In general, I am one of those who believe that “they” will eventually come to mean “a person or persons of undetermined gender” just as “he” had that definition in unenlightened times. All of the other alternatives (hir and xe, s/he, he or she) just seem too clunky to me.
In the sentence above, though, presumably the student had a gender, so why not use it?
crayzz:
January 28th, 2013 at 5:22 pm
Our 1st year physics lab tech would become furious if you couldn’t properly identify graph paper (which apparently, has a specific definition). It was sometimes used against him; students would loudly misidentify the paper type.
Despite all his passion for the subject, I still don’t know the difference (or what the other type of paper was even called).
Snivelling Little Ratfaced Git:
January 28th, 2013 at 5:26 pm
I just hurt my tongue trying to say “photomicrography” out loud. This post should have come with a fucking health warning.
Marcus Ranum:
January 28th, 2013 at 5:29 pm
I guess microphotography is when you make microdots by reversing the lens and using really fine-grained film?
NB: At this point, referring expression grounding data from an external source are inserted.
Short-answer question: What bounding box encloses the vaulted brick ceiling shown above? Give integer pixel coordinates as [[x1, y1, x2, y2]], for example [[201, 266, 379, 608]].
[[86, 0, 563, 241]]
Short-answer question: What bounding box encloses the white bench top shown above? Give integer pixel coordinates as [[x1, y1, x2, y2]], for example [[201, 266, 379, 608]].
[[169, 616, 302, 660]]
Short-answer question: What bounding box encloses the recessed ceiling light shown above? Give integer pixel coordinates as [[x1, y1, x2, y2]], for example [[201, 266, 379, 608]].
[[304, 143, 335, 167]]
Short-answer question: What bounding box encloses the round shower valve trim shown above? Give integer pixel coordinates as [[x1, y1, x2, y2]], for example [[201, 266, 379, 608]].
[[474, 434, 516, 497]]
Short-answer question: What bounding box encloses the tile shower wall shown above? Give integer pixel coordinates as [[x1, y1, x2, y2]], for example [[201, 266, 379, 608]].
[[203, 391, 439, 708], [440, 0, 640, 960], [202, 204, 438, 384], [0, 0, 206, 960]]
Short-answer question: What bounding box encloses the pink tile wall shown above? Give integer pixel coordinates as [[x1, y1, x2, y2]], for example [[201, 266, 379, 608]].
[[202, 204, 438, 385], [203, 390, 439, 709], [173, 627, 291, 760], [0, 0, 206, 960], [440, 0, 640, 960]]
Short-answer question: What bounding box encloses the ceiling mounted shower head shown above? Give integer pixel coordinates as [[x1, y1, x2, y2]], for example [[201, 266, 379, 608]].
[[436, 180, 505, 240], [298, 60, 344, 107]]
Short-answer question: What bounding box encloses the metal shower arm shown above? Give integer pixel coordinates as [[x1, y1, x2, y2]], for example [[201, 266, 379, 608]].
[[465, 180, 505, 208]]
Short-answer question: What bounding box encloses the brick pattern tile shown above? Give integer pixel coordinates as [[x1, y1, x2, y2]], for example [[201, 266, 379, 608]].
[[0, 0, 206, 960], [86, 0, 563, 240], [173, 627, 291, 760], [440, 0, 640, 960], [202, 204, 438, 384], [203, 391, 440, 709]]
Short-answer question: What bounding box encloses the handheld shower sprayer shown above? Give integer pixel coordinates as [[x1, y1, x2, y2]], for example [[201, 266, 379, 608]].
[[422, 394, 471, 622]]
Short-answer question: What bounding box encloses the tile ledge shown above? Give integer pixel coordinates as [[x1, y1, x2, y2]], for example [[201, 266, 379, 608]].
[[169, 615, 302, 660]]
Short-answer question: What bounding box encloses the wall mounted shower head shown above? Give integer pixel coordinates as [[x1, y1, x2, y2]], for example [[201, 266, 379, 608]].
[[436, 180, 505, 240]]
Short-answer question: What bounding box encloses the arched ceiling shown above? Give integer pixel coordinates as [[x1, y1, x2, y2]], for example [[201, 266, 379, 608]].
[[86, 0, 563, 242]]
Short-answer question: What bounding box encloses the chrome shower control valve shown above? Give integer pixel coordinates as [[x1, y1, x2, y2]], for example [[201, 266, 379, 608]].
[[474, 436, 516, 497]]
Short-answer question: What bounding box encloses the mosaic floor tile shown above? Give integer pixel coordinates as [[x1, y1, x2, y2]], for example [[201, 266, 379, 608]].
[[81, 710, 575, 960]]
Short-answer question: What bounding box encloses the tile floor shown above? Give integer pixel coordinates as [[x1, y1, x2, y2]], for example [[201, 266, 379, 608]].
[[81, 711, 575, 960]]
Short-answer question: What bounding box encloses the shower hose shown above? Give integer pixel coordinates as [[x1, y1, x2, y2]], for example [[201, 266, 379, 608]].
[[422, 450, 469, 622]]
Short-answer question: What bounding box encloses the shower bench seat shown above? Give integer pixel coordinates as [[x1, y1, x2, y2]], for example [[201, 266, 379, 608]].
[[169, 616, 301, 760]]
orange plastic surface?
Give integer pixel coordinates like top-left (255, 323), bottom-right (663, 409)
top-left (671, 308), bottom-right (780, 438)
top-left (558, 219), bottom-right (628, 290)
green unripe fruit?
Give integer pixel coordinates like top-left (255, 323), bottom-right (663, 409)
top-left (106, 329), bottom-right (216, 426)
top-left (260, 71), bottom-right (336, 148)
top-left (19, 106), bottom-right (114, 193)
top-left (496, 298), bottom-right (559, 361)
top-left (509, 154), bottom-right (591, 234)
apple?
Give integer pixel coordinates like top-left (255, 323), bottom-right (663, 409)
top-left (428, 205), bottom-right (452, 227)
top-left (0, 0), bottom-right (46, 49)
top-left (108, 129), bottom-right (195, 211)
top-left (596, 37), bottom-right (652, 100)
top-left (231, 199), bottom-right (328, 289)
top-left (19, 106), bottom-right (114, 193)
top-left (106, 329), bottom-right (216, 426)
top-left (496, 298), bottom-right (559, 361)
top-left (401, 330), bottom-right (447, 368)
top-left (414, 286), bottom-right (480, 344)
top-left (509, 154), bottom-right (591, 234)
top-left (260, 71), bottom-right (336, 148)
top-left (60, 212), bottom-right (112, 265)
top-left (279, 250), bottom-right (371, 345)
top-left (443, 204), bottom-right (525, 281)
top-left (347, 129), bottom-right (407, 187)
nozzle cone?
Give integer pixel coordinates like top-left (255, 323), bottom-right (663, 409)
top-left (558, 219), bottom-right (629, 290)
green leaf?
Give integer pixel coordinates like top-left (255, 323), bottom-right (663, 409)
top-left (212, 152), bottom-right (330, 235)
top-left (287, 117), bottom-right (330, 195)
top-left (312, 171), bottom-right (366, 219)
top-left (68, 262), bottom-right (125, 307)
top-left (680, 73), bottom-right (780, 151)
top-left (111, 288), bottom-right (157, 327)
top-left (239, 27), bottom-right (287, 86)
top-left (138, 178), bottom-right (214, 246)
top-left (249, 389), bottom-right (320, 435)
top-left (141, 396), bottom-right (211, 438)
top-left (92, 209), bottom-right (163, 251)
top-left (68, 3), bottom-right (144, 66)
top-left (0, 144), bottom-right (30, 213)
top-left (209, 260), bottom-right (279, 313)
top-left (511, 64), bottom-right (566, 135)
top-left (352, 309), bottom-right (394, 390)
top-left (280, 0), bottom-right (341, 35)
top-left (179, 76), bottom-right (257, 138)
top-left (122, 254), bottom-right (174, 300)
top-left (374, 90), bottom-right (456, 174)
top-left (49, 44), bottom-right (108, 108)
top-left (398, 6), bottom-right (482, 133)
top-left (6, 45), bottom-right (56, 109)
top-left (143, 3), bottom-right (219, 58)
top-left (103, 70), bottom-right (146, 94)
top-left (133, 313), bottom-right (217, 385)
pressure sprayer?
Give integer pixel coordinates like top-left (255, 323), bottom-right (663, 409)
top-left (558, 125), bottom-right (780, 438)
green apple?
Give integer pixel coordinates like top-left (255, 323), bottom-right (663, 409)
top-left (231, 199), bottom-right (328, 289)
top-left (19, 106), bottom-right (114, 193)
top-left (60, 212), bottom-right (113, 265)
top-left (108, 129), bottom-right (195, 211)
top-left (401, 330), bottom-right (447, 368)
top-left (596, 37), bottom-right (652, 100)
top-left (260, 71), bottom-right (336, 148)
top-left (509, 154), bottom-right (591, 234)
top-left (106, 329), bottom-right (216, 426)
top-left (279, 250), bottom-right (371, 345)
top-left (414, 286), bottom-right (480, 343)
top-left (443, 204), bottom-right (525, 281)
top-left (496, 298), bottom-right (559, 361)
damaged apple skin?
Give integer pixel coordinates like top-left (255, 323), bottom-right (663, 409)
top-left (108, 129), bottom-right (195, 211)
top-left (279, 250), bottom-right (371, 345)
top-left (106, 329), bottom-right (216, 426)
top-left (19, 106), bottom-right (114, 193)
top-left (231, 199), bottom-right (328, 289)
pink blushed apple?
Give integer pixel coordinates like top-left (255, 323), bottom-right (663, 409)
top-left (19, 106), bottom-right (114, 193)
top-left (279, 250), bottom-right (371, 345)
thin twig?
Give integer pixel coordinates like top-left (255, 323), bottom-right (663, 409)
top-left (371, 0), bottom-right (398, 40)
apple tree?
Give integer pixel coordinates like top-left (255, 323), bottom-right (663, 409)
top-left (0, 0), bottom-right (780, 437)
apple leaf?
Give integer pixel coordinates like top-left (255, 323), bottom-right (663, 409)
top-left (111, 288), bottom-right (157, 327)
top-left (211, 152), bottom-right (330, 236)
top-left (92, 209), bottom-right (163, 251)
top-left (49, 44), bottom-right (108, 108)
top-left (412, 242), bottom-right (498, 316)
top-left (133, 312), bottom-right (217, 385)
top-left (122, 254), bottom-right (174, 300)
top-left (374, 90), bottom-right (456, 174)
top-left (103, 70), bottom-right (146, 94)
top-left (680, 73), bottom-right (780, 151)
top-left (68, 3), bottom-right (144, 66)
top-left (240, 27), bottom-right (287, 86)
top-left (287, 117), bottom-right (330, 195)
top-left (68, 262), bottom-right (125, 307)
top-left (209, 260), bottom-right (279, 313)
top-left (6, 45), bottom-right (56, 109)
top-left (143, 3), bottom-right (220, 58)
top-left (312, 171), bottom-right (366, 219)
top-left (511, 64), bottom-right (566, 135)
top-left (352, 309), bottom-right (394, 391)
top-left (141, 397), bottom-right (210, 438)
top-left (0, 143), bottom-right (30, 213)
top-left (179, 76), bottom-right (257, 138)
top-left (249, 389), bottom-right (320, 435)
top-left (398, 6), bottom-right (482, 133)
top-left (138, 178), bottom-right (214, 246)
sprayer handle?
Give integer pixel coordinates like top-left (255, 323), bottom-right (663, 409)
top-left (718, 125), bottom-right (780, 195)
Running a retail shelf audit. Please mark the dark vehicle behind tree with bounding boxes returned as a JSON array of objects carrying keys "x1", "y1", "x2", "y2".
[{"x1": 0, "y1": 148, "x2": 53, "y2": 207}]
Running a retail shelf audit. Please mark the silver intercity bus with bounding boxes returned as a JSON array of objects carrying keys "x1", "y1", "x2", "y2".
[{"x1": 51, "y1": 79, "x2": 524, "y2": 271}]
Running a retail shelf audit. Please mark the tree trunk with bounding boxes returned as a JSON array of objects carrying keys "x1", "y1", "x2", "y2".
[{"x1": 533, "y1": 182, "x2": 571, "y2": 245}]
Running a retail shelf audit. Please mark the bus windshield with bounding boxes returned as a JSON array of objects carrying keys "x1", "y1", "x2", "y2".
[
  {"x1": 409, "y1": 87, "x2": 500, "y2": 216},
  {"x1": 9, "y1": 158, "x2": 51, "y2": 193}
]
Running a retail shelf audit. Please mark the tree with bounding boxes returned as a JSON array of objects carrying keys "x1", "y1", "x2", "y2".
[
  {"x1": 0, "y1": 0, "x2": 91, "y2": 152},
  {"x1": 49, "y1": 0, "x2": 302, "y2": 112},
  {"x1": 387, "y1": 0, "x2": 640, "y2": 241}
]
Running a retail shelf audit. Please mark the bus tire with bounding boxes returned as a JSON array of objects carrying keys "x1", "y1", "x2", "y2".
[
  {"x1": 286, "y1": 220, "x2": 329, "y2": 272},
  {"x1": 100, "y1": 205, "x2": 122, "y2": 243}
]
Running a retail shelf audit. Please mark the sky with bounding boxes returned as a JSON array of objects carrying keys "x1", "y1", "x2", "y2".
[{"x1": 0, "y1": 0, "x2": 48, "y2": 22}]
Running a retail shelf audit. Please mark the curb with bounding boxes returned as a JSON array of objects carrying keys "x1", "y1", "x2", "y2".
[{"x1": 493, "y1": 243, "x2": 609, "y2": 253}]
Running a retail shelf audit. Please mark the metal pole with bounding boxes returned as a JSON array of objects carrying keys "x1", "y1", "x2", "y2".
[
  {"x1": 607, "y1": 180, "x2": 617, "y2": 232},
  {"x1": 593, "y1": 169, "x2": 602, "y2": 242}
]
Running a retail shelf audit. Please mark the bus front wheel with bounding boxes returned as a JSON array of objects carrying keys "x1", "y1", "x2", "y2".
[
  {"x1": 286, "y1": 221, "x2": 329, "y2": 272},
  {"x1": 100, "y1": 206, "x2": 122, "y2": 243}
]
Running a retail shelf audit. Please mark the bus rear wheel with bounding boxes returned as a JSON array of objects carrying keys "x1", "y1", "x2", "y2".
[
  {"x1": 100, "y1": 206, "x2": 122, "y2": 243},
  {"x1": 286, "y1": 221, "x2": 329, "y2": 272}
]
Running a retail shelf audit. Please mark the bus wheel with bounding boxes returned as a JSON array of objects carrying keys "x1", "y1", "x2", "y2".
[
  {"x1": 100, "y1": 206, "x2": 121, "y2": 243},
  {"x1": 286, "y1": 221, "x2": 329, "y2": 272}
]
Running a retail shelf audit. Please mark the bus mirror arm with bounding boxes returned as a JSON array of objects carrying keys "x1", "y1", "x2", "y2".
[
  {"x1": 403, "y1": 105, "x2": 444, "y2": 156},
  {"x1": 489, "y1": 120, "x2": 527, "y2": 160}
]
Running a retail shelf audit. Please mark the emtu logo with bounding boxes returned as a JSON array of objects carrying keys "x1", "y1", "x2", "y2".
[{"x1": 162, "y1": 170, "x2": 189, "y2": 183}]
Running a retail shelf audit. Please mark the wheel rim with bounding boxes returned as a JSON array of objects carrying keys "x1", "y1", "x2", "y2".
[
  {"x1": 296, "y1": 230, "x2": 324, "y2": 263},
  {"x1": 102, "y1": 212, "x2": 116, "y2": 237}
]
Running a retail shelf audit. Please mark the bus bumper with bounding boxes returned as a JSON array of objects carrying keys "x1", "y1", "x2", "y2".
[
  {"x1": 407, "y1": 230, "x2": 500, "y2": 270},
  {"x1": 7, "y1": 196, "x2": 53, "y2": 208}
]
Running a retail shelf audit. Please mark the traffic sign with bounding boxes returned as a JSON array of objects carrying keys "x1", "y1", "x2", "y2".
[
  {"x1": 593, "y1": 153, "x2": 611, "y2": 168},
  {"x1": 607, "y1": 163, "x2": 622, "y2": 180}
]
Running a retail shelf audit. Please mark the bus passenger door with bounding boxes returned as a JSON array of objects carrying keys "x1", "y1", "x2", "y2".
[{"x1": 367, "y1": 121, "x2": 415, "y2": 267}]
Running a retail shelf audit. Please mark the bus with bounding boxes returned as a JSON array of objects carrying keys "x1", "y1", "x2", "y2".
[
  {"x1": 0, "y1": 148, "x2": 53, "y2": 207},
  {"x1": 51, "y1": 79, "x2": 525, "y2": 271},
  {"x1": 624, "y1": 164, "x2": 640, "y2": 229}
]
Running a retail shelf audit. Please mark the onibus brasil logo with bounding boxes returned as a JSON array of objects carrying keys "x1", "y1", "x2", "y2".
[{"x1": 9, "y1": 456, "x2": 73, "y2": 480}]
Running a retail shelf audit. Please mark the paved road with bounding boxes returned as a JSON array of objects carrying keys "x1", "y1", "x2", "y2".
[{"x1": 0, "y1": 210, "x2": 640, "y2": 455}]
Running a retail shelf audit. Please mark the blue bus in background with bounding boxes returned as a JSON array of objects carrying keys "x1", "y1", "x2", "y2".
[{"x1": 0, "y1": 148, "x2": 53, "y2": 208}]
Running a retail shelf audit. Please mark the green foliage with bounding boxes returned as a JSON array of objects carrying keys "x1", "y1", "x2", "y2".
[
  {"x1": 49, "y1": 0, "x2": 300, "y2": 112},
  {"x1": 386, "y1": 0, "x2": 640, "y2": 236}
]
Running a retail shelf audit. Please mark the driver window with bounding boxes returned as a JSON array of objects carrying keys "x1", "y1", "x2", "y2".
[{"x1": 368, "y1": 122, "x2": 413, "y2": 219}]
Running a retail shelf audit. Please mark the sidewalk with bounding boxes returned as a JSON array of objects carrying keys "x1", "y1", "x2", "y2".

Now conveniently replaced by usb sticks.
embraceyourinnercrone:
January 28th, 2013 at 5:49 pm
@7 I work in a Pathology Lab and every year we have word search and fill in the blank games for Lab Week. I am always impressed if I get Dermatopathologist correct (I m an IT nerd I learned the lab speak in self defense. And funny you should mention it but our pathologists use Pixelink cameras on their scopes….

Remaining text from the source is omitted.